Flood Defense Standard Estimation Using Machine Learning and Its
Representation in Large-Scale Flood Hazard Modeling
Abstract
We propose a machine learning-based approach to estimate the flood
defense standard (FDS) for ungauged sites. We adopted random forest
regression (RFR) to characterize the relationship between the observed
FDS and ten explanatory factors contained in publicly available
datasets. We compared RFR with multiple linear regression (MLR) and
demonstrated the proposed approach in the conterminous United States
(CONUS) and England, respectively. The results showed the following: (1)
RFR performed better than MLR, with a Nash–Sutcliffe efficiency (NSE)

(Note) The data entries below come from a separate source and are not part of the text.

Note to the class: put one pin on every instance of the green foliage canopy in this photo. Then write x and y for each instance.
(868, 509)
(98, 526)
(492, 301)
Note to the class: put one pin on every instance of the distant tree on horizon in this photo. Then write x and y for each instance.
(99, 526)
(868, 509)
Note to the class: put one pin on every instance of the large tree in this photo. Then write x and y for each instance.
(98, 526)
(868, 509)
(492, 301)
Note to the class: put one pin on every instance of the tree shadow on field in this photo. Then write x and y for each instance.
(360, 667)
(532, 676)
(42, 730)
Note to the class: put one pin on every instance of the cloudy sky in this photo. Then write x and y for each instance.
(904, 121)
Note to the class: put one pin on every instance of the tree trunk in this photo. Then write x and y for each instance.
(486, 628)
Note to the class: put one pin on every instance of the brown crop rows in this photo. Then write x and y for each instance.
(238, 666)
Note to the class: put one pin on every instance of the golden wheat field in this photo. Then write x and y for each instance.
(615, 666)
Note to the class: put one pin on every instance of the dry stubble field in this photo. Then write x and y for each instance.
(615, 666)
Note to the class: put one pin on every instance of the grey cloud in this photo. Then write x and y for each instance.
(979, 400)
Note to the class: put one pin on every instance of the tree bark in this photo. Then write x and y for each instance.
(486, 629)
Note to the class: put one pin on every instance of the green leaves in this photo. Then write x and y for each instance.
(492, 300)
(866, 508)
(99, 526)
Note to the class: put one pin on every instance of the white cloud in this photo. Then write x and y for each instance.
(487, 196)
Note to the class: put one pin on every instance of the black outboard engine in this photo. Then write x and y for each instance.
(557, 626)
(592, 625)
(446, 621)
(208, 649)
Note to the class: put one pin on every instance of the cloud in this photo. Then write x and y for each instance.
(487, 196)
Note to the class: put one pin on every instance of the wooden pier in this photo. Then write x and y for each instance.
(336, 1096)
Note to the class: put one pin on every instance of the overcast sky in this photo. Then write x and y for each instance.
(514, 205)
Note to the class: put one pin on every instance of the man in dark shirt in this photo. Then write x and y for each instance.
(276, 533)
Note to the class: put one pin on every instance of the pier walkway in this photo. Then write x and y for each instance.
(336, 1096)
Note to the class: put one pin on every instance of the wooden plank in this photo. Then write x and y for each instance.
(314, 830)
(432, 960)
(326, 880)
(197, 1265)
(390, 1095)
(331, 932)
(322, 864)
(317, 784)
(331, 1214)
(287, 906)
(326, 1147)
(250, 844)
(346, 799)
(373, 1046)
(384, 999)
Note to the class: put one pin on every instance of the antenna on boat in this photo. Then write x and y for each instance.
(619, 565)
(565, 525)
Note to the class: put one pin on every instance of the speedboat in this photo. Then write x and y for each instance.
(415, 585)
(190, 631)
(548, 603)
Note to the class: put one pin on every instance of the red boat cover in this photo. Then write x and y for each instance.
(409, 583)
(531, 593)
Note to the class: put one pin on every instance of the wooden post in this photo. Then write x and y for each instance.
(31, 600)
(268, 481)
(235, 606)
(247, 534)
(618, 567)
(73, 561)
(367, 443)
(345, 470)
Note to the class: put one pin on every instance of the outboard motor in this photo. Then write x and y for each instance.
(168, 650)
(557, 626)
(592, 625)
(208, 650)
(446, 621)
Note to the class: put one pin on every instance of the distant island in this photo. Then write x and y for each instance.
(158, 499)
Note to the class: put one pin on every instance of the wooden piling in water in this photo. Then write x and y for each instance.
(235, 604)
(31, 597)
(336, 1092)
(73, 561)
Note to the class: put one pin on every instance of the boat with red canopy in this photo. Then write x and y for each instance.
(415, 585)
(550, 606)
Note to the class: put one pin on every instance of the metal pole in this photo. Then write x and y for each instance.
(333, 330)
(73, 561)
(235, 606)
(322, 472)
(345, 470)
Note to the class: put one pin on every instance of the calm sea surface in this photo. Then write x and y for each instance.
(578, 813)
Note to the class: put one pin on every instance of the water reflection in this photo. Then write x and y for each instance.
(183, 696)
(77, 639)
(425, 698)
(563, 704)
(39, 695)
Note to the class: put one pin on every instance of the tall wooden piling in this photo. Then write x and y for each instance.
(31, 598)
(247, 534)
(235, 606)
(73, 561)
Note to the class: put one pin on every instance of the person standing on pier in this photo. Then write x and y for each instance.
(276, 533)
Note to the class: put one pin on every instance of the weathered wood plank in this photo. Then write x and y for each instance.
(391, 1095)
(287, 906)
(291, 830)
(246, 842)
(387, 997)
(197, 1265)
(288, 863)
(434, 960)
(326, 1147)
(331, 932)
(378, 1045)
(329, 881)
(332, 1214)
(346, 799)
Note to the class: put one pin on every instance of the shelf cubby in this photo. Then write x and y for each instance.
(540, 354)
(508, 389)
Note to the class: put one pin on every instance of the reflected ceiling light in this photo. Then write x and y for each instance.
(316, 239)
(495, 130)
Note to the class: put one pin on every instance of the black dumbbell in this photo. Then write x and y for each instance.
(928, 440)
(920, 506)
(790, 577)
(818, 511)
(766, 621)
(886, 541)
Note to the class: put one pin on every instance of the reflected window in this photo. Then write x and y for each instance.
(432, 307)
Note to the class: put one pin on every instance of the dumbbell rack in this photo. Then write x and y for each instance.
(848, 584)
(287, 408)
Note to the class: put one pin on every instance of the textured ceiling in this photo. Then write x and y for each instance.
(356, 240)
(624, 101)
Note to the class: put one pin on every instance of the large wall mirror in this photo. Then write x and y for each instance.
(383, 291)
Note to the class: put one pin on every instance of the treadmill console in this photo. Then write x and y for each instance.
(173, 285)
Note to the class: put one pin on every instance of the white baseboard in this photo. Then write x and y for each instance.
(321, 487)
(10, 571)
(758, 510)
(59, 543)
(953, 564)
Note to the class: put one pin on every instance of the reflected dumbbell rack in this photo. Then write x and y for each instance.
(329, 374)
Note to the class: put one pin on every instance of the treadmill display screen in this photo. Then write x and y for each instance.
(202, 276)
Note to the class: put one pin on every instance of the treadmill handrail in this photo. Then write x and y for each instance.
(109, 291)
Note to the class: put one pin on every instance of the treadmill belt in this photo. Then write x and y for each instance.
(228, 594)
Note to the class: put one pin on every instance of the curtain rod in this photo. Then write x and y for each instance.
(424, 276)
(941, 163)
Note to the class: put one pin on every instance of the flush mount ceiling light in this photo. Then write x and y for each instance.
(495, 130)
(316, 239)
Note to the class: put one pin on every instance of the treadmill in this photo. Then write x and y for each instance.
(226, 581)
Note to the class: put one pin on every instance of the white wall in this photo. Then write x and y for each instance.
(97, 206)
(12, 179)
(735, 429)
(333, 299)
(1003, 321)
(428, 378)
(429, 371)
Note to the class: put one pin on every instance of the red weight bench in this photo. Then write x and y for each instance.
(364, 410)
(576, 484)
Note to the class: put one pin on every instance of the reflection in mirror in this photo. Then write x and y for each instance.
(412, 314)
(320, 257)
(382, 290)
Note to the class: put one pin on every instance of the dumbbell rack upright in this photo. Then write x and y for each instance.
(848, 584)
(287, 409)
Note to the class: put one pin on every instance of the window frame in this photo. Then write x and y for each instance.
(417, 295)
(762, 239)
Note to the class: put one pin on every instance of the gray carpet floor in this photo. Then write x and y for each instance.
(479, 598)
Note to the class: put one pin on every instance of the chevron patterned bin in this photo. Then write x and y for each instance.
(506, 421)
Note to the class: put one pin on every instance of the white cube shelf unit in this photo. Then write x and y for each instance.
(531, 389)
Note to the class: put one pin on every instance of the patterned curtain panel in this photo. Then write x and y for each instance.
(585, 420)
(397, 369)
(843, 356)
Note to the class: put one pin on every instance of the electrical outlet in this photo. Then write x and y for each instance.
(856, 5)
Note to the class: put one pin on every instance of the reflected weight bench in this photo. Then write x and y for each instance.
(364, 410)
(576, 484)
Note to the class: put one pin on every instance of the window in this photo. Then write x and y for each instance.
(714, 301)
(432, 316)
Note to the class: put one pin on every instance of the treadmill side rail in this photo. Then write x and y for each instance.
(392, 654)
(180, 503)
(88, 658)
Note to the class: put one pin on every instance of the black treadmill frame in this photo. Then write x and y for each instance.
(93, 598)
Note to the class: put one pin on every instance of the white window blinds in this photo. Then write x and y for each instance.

of 0.82 in the CONUS and 0.73 in England. A negative NSE when using MLR
indicated that the relationship between the FDS and each explanatory
factor did not obey an explicit linear function. (2) River flood factors
had higher importance than physical and socio-economic factors in the
FDS estimation. The proposed approach achieved the highest performance
using all factors for prediction and could not provide satisfactory
predictions (NSE < 0.6) using physical or socio-economic
factors individually. (3) We estimated the FDS for all ungauged sites in
the CONUS and England. Approximately 80% and 29% of sites were
identified as high or highest standard (> 100-year return
period) in the CONUS and England, respectively. (4) We incorporated the
estimated FDS in large-scale flood modeling and compared the model
results with official flood hazard maps in three case studies. We
identified obvious overestimations in protected areas when flood
defenses were not taken into account; and flood defenses were
successfully represented using the proposed approach.